Xanthine oxidase (XO) plays an important role in generating reactive oxygen species (ROS) during organ ischemia-reperfusion. Activation of XO has been postulated to underlie the mechanism of tissue oxidative damage resulting from high-intensity muscular contraction. Purpose The purpose of this study was two-fold: (1) to investigate whether high-intensity sprinting exercise would generate ROS and elicit oxidative damage to the heart and skeletal muscle in rats; and (2) to examine whether administration of allopurinol (ALP), a XO inhibitor, would attenuate oxidative tissue damage. Methods Female Sprague-Dawley rats (age 4 mo) were randomly divided into three groups: (1) rested (R, N=9); (2) sprinting on treadmill at 35 m/min, 15% grade, for 3 min followed by 3 min rest, repeated until exhaustion (ST, N=9); and (3) receiving two i.p. injections of ALP (0.4 mmol/kg body wt each) 24 and 1 h prior to ST (ST+ALP, N=9). Heart and three types of skeletal muscle were collected immediately after rats were killed. Results Time of running to exhaustion was not different between ST (86.2 ± 6.6 min) and ST/ALP (89.2 ± 6.3 min). ROS generation measured with the 2',7'-dichlorofluorescein method in fresh homogenate was not different between R, ST and ST/ALP in the heart or skeletal muscle.

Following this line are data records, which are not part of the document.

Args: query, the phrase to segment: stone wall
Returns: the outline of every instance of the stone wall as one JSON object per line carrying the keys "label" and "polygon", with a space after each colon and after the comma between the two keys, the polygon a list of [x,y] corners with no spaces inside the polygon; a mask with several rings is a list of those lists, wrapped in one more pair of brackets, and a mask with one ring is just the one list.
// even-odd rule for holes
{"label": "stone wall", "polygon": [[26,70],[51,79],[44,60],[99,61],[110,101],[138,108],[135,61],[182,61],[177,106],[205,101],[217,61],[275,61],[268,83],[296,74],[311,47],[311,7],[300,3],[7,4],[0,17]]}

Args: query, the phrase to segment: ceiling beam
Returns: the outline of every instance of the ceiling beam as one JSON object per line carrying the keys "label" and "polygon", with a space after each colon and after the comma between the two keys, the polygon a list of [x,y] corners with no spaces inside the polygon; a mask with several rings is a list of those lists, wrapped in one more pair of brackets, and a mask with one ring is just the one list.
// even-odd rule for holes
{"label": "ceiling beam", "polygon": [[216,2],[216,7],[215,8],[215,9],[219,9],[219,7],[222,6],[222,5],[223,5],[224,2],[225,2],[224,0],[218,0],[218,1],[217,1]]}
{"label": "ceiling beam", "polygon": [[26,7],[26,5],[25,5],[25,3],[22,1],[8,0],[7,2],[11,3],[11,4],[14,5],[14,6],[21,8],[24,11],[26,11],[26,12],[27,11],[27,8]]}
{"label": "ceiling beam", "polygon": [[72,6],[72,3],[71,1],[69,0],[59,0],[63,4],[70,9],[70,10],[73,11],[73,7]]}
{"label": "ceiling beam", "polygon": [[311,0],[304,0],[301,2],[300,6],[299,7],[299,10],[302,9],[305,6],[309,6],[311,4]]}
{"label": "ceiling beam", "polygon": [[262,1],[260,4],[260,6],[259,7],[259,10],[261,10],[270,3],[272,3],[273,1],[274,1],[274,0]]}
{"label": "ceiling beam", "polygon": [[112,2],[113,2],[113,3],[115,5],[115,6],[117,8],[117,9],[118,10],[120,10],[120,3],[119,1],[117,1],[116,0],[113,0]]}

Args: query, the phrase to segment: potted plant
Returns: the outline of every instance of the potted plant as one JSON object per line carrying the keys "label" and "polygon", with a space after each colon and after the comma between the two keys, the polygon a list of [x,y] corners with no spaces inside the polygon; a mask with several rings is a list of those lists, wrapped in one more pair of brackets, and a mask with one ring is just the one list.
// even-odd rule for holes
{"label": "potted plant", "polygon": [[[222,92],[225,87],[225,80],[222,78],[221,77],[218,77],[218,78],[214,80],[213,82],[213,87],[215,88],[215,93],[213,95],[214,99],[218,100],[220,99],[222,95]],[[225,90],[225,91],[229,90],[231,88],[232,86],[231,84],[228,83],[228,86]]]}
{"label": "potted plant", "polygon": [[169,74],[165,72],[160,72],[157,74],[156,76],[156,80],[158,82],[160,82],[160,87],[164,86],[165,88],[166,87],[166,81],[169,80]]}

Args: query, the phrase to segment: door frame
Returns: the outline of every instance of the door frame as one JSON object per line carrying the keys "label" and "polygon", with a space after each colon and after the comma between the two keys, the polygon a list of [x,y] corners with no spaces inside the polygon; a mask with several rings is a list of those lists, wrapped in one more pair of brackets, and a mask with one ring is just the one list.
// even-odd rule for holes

ST decreased glutathione (GSH) content, increased glutathione disulfide (GSSG) content and lowered the GSH:GSSG ratio in the heart and superficial vastus lateralis (SVL) muscle, whereas ALP attenuated the ST-induced GSH disturbance. Lipid peroxidation measured by malondialdehyde content was increased in ST vs. R, but unchanged in ST/ALP vs. R. Conclusion High-intensity sprinting exercise imposes an oxidative stress to heart and glycolytic muscle fibers, which can be attenuated by ALP treatment. Whether the source of ROS originated from XO requires further investigation.